Casas na região rural da Lapa são tradicionalmente feitas em madeira. Foto da Comunidade Quilombola do Feixo em 2009. Foto: Roberto Corradini/SECS

As famílias beneficiárias foram selecionadas pelo Programa Nacional de Habitação Rural (PNHR), do Governo Federal, em parceria com o governo estadual e com o Município da Lapa e por intermédio da Companhia de Habitação do Paraná (Cohapar). O PNHR tem como objetivo tornar acessíveis residências adequadas para famílias que moram em locais de difícil acesso e com renda familiar de até R$ 17 mil por ano.

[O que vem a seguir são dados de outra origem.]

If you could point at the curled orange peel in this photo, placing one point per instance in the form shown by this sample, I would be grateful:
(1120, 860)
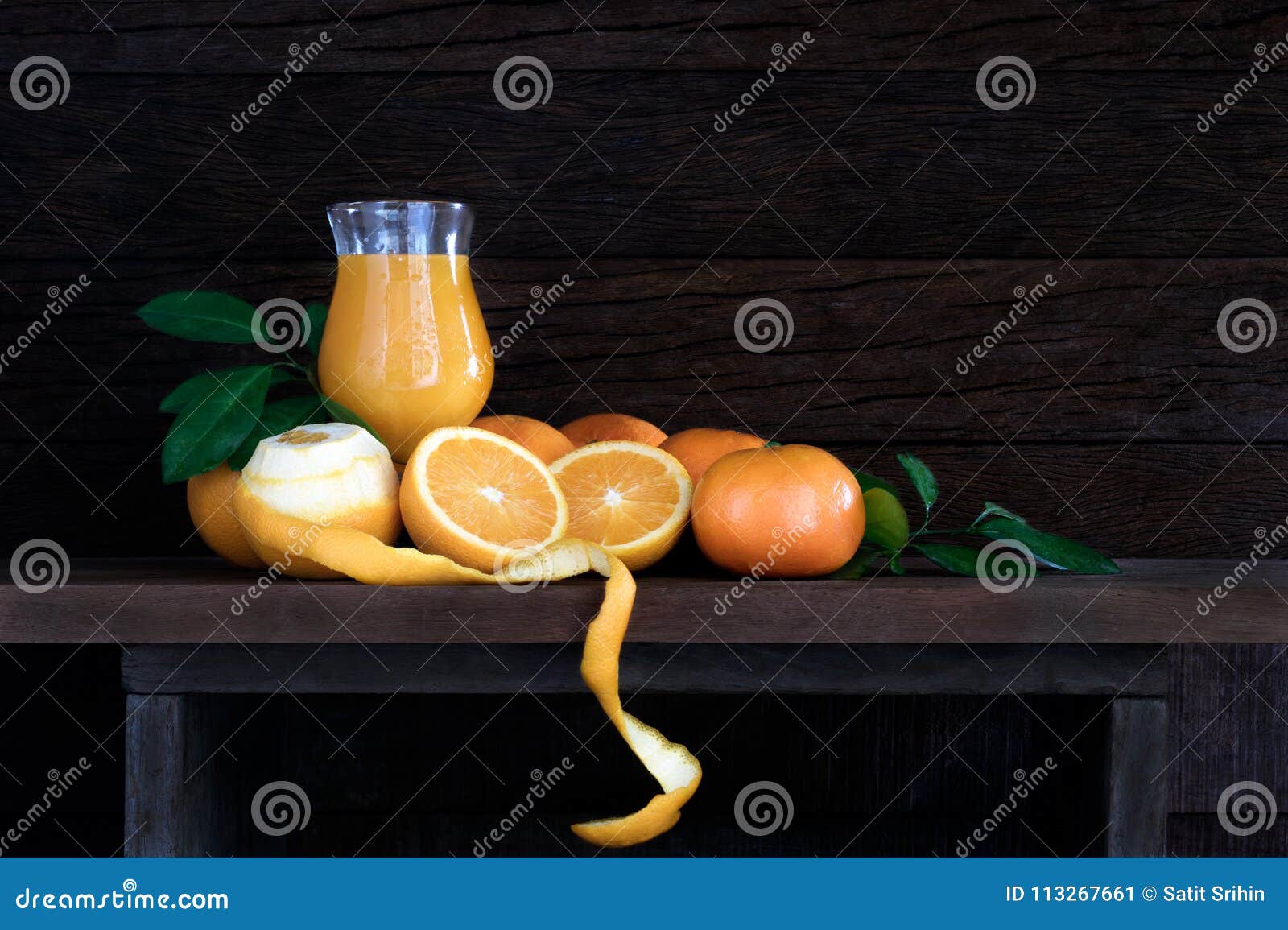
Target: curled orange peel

As casas terão dois quartos, sala, cozinha, área de serviço, banheiro e varanda. Como o programa opta por utilizar mão de obra local para baratear o processo, pessoas como Orlando, que moram na região, poderão ser contratadas para trabalharem construindo as próprias casas.

Planta das novas casas a serem construídas nas comunidades rurais da Lapa. No projeto, baseado nas necessidades de famílias de regiões rurais, o banheiro fica ao lado da porta dos fundos, para permitir facilitar a limpeza do morador ao voltar da lavoura. Foto: divulgação/Cohapar

Como funciona

As 48 famílias que assinaram o contrato fazem parte das Comunidades do Feixo, Restinga e Vila Esperança, na zona rural da Lapa. Os R$ 34,2 mil são concedidos a cada uma das famílias para subsidiar a compra do material de construção e a mão de obra. O restante do valor, que corresponde a 4% do total, é dividido em quatro prestações anuais de R$ 342.

Segundo a Cohapar, o valor investido consegue viabilizar a construção das casas por conta de uma série de parcerias: os projetos e a mão de obra especializada são concedidos pela empresa, enquanto os terrenos utilizados na construção já pertencem à comunidade. Quanto ao material de construção, descontos são obtidos na compra coletiva.

Região do Feixo, com suas casas precárias de madeira. Foto: reprodução/Google Street View

A assessoria da Cohapar explica, ainda, que as moradias em que as famílias residem atualmente serão demolidas ou utilizadas como depósito, conforme o caso. “Esta sistemática permite que o contemplado não precise ser realocado, mantendo o vínculo da família ao local, mitigando eventuais impactos psicológicos para os quilombolas”, diz a nota.

Trâmite

Rosi Ribas, diretora do Departamento de Desenvolvimento Social da Secretaria de Saúde e Ação Social, é a responsável por fazer a ponte entre o programa do governo federal e as famílias beneficiárias. Segundo ela, o processo de liberação de verba para o município estava em andamento desde 2012.

Ela explica que o programa liberou verba suficiente para contemplar 75 famílias cadastradas no município, mas que apenas 48 tinham a documentação necessária para preencher os requisitos da Caixa. “Foi muito pouco tempo, a gente teve três dias [para organizar a documentação]. Umas não tinham certidão de nascimento, em outras o CPF estava suspenso; é complicado”, explica. “As outras famílias, infelizmente, ficam no aguardo de abrir mais uma brecha”, completa.